The US Defense Advanced Research Projects Agency (DARPA) and US Air Force have initiated the second phase of the Unmanned Combat Air Vehicle (UCAV) programme with the award to Boeing of a $450 million contract extension to build and flight-test two operationally representative X-45B demonstrators starting in late 2004.

Boeing's three-year demonstration programme is intended to provide the basis for the development and deployment of an initial operational A-45 Spiral 2 UCAV within six years. The two planned General Electric F404-powered demonstrator vehicles will be significantly larger and more capable than the two Spiral 0 X-45As, the first of which flew in May.

DARPA had intended to build three X-45Bs, but says it can now achieve the same objectives with only two vehicles.

The Spiral 1 X-45B will have a stealth design, incorporating low observable apertures and antennas, a fully integrated avionics and weapons system, including a synthetic aperture radar, electronic support measures and satellite communications, as well as provision for in-flight refueling.

Boeing's contract includes producing and testing a fourth and fifth block of iterative software loads, two shipping/storage containers and an updated mission control station.

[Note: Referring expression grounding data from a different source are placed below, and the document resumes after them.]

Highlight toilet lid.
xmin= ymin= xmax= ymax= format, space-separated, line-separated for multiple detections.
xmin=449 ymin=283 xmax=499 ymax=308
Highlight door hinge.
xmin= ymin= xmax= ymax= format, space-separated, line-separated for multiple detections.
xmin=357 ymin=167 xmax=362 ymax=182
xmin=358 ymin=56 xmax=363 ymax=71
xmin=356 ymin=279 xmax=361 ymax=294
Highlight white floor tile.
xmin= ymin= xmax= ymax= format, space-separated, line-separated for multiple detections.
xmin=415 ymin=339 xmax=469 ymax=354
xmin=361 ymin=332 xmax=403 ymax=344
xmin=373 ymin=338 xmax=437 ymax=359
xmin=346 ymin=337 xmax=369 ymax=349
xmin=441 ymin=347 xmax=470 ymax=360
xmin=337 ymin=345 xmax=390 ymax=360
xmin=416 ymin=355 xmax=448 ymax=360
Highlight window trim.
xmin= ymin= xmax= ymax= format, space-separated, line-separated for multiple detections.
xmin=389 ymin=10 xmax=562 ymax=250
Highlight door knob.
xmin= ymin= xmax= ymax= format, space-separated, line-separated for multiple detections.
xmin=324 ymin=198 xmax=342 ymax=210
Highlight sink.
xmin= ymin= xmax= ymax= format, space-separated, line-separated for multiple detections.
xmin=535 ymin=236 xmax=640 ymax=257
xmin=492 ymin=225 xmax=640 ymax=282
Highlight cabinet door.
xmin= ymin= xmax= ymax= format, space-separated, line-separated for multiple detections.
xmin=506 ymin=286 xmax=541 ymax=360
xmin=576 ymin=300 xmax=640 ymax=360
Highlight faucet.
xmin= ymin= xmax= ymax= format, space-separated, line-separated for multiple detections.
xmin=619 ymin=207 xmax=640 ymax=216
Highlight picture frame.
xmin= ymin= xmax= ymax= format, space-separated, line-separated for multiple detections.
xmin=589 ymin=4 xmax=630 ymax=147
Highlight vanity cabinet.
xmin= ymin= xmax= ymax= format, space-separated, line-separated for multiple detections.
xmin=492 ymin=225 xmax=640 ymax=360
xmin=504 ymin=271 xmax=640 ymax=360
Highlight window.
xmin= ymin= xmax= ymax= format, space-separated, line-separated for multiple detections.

The US Navy's UCAV-N programme, in contrast, remains stalled after meetings between the USN and DARPA failed to resolve differences on how to proceed with the flight demonstration phase.

The USN is reluctant to choose between the Boeing X-46 and Northrop Grumman X-47 demonstrators, ahead of a planned development and acquisition competition in 2004. The $100 million budget for UCAV-N Phase 2B is enough to flight test only one demonstrator. The X-47 began taxiing trials last month.